Gvantsa Chaduneli says:

Virginia Woolf is so hard to read (because of writing style- stream of consciousness), I don't think it's something to begin with 🙁

Jayna Lascaibar says:

I just adore Zora Neale Hurston. She is phenomenal and people like to ignore her in the conversations of both feminism and race since she was so comfortable with herself in an era when most weren't. I think that Kurt Vonnegut's memoir A Man Without a Country would be a nice start too. It is short and quite funny. I think it took just over an hour to read.

Rotting Slacker says:

Refreshing to see this selection of recommendations. Ecstatic to see Oscar Wao on a list with Hemingway, Hurston, and Baldwin.

Isaac F. says:

I was so happy to see The Remains of the Day on this list. I've read Never Let Me Go by the same author and it will forever be one of my favorite books. I have been meaning to read some of his other novels and now have a clear idea of which one to start with.

thenameismac1 says:

As far as memoirs go, I really enjoy them and some of my fave are anything by David Sedaris, Running with Scissors by Augusten Burroughs, and Angela's Ashes and/or T'is by Frank McCourt.

Alia says:

You must be the deepest booktuber.

Eric Valenzuela says:

I think it would be helpful if you made the distinction between modern and contemporary… And what with the regional dialect the nature of the narration, I am positively certain that There Eyes Were Watching God can not be considered classic

Karina E says:

fantastic video!

Literally Graphic says:

Great picks! Just discovered my library has a digital edition of March for download so I'm blaming you if I don't get anything else done today! 🙂

Lauren Wade says:

Some fantastic recommendations, as always! I have to say though – I had no idea that Rosa Parks's protest was planned. We learnt about it at school as though it was spontaneous as well, and that just struck me as such a seemingly small, but actually quite important distinction! I guess the way I was taught it made it seem like a single person's brave stance against oppression, but it actually demeans the whole civil rights movement when you don't look at the wider planning and strategy of the whole group. 
It makes it appear much more lucky and that 'perhaps public opinion was just naturally turning that way anyway' rather than a conscious effort to change things, and that really diminishes the work and effort behind it.

OHxXxSNAP13 says:

Hi there we met at vidcon! Great video! I don't read many classics. But you make me want to read more!

Abby Reads says:

This is awesome– I've been trying to get into more classics. Thank you, Ashley!

Eilinor Rigby says:

Really nice and helpful video! I have to admit I haven't read a lot of American literature, but you really make me with to start.
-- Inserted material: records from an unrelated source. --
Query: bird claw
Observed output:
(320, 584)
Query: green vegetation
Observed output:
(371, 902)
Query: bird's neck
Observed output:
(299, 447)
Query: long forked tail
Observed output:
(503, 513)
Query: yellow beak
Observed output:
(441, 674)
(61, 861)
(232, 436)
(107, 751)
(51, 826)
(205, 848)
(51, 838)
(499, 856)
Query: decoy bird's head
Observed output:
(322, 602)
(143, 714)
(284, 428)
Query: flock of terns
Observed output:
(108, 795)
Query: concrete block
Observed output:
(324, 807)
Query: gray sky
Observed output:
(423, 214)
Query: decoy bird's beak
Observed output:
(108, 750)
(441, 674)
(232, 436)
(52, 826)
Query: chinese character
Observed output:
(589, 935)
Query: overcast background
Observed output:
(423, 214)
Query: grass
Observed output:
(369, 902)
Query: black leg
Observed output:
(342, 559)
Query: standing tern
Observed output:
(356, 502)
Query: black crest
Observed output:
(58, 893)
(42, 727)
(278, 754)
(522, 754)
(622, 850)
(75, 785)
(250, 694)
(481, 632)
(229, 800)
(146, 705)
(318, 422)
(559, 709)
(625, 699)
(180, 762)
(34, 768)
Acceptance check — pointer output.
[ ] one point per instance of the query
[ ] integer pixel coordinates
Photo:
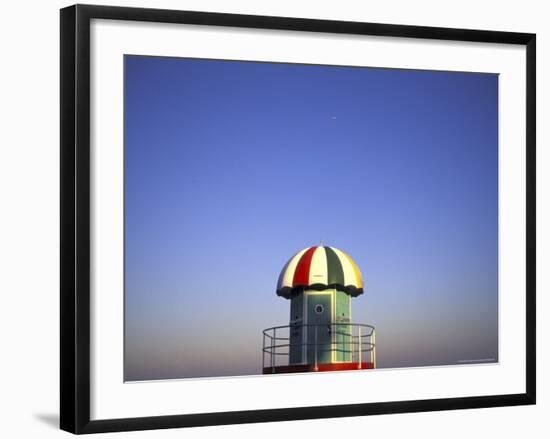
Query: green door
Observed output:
(319, 331)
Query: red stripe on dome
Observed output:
(301, 273)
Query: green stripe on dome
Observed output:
(335, 272)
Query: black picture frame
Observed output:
(75, 217)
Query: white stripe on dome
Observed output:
(349, 272)
(318, 270)
(288, 276)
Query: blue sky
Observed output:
(232, 167)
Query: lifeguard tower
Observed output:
(320, 282)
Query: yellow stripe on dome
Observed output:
(318, 267)
(350, 276)
(357, 273)
(288, 276)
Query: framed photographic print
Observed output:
(273, 218)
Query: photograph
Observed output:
(288, 218)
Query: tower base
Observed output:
(326, 367)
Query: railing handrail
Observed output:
(362, 325)
(357, 340)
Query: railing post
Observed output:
(273, 342)
(373, 350)
(359, 350)
(316, 368)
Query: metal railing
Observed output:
(351, 342)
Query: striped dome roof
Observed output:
(320, 268)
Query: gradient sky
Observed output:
(232, 167)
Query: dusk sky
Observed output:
(233, 167)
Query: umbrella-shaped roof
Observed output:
(320, 268)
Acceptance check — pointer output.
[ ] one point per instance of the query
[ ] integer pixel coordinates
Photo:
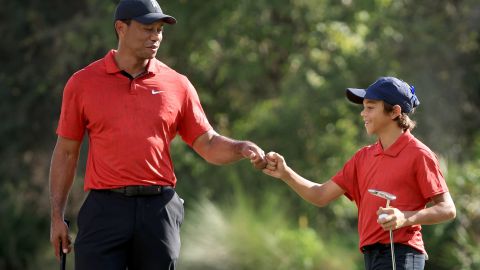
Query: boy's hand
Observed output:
(276, 165)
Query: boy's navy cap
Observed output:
(143, 11)
(389, 89)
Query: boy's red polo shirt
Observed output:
(130, 123)
(407, 169)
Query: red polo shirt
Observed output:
(407, 169)
(130, 122)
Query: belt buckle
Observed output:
(131, 191)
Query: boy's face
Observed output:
(376, 120)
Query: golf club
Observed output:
(389, 197)
(63, 256)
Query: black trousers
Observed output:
(379, 257)
(117, 232)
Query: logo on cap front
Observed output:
(155, 4)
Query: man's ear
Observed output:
(120, 27)
(396, 112)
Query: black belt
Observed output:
(130, 191)
(377, 246)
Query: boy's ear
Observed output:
(396, 112)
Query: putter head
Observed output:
(382, 194)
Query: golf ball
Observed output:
(382, 216)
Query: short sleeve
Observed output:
(430, 178)
(193, 122)
(346, 178)
(72, 122)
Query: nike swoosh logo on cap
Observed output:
(154, 92)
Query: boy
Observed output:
(397, 163)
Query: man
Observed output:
(132, 106)
(398, 164)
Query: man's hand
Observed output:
(391, 218)
(276, 166)
(255, 154)
(59, 237)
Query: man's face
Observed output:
(141, 40)
(376, 120)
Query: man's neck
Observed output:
(130, 64)
(389, 136)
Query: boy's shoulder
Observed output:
(417, 147)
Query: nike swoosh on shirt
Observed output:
(154, 92)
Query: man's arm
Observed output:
(220, 150)
(441, 210)
(62, 172)
(315, 193)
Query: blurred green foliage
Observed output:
(268, 71)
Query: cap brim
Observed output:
(355, 95)
(153, 17)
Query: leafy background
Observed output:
(273, 72)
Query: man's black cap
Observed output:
(142, 11)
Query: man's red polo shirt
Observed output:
(130, 122)
(407, 169)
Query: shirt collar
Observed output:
(111, 64)
(396, 147)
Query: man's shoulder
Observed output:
(161, 67)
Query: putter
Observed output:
(63, 256)
(389, 197)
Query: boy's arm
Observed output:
(317, 194)
(441, 210)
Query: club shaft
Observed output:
(392, 250)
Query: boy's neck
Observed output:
(129, 63)
(389, 136)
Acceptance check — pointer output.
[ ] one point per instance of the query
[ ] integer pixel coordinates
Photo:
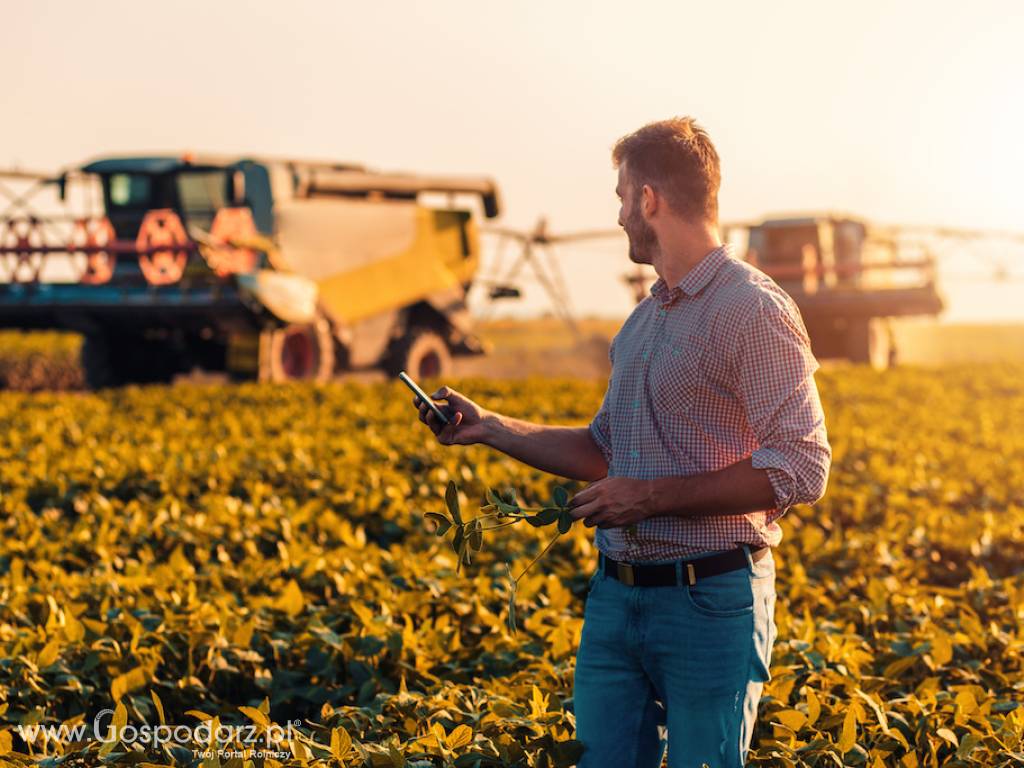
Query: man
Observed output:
(710, 429)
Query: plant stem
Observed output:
(543, 552)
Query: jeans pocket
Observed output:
(765, 567)
(722, 596)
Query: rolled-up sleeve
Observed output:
(599, 429)
(774, 370)
(600, 425)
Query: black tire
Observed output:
(422, 352)
(95, 358)
(297, 352)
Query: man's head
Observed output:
(668, 175)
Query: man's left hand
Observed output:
(612, 502)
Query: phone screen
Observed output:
(423, 396)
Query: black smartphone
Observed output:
(423, 396)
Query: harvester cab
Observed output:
(848, 280)
(265, 268)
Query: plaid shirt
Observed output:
(706, 374)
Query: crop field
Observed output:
(250, 564)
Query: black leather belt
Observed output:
(664, 574)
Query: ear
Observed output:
(649, 201)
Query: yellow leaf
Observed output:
(948, 735)
(813, 708)
(942, 649)
(49, 653)
(74, 630)
(120, 718)
(291, 600)
(255, 715)
(849, 736)
(341, 743)
(438, 730)
(966, 702)
(127, 682)
(792, 719)
(460, 737)
(160, 707)
(244, 634)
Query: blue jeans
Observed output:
(691, 658)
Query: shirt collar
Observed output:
(694, 281)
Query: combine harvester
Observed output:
(264, 268)
(848, 276)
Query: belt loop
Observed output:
(750, 557)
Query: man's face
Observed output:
(643, 241)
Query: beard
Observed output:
(643, 241)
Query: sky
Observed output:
(895, 112)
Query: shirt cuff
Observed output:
(601, 440)
(779, 474)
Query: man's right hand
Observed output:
(467, 425)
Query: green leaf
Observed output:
(475, 536)
(512, 611)
(564, 521)
(441, 523)
(452, 500)
(548, 515)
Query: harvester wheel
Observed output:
(297, 352)
(422, 353)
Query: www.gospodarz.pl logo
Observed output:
(252, 740)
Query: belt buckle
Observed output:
(626, 573)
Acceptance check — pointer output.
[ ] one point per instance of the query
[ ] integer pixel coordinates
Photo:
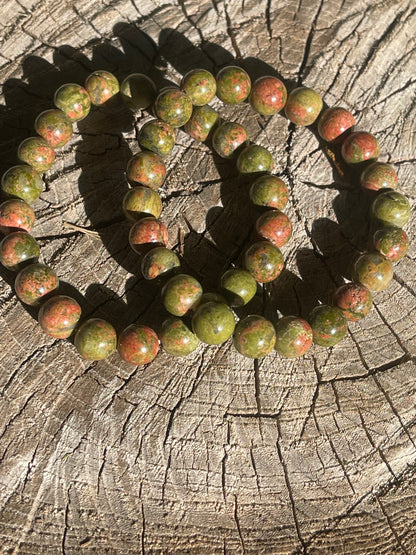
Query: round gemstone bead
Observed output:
(59, 316)
(34, 282)
(359, 147)
(146, 168)
(37, 153)
(173, 106)
(157, 136)
(274, 226)
(228, 138)
(264, 261)
(391, 208)
(373, 271)
(293, 336)
(16, 214)
(17, 249)
(147, 233)
(202, 122)
(328, 324)
(181, 293)
(269, 190)
(391, 242)
(268, 95)
(138, 91)
(254, 337)
(73, 100)
(354, 300)
(96, 339)
(138, 344)
(177, 339)
(238, 286)
(159, 261)
(379, 175)
(54, 127)
(141, 201)
(254, 159)
(200, 86)
(333, 123)
(22, 182)
(101, 86)
(303, 106)
(233, 85)
(213, 323)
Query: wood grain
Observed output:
(212, 453)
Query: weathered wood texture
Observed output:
(210, 454)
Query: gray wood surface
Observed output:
(212, 453)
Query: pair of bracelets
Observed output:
(213, 320)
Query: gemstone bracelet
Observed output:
(213, 321)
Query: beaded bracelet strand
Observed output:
(213, 321)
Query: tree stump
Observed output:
(212, 453)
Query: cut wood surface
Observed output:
(212, 453)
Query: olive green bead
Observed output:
(141, 201)
(73, 100)
(159, 261)
(293, 336)
(157, 136)
(202, 121)
(146, 168)
(173, 106)
(233, 85)
(34, 282)
(176, 338)
(17, 250)
(96, 339)
(328, 324)
(200, 86)
(254, 159)
(22, 182)
(264, 261)
(37, 153)
(254, 337)
(181, 293)
(391, 208)
(101, 86)
(54, 127)
(269, 190)
(354, 300)
(303, 106)
(238, 286)
(373, 271)
(213, 323)
(138, 91)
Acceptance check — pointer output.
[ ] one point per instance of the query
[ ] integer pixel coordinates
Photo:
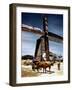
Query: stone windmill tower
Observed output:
(42, 44)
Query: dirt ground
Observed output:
(26, 71)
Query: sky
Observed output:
(55, 25)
Thanks for the new input!

Ashley Gillespie says:

Went immediately to the library on my lunch hour and picked up The Remains of the Day and Farenheit 451!

Thank you for getting me out of my reading slump!!

gretchen0719 says:

Great video! Thanks for the suggestions.

BelladonnaBooks says:

My favorite memoir is On Writing by Stephen King. It's so inspiring to hear about his struggles before Carrie took off. On Writing is also a guide for writers so it's definitely something to check out!

lilypad says:

A Moveable Feast was my first Hemingway, and I'm glad I read it first. It sucked me straight into 1920's Paris, and I loved it.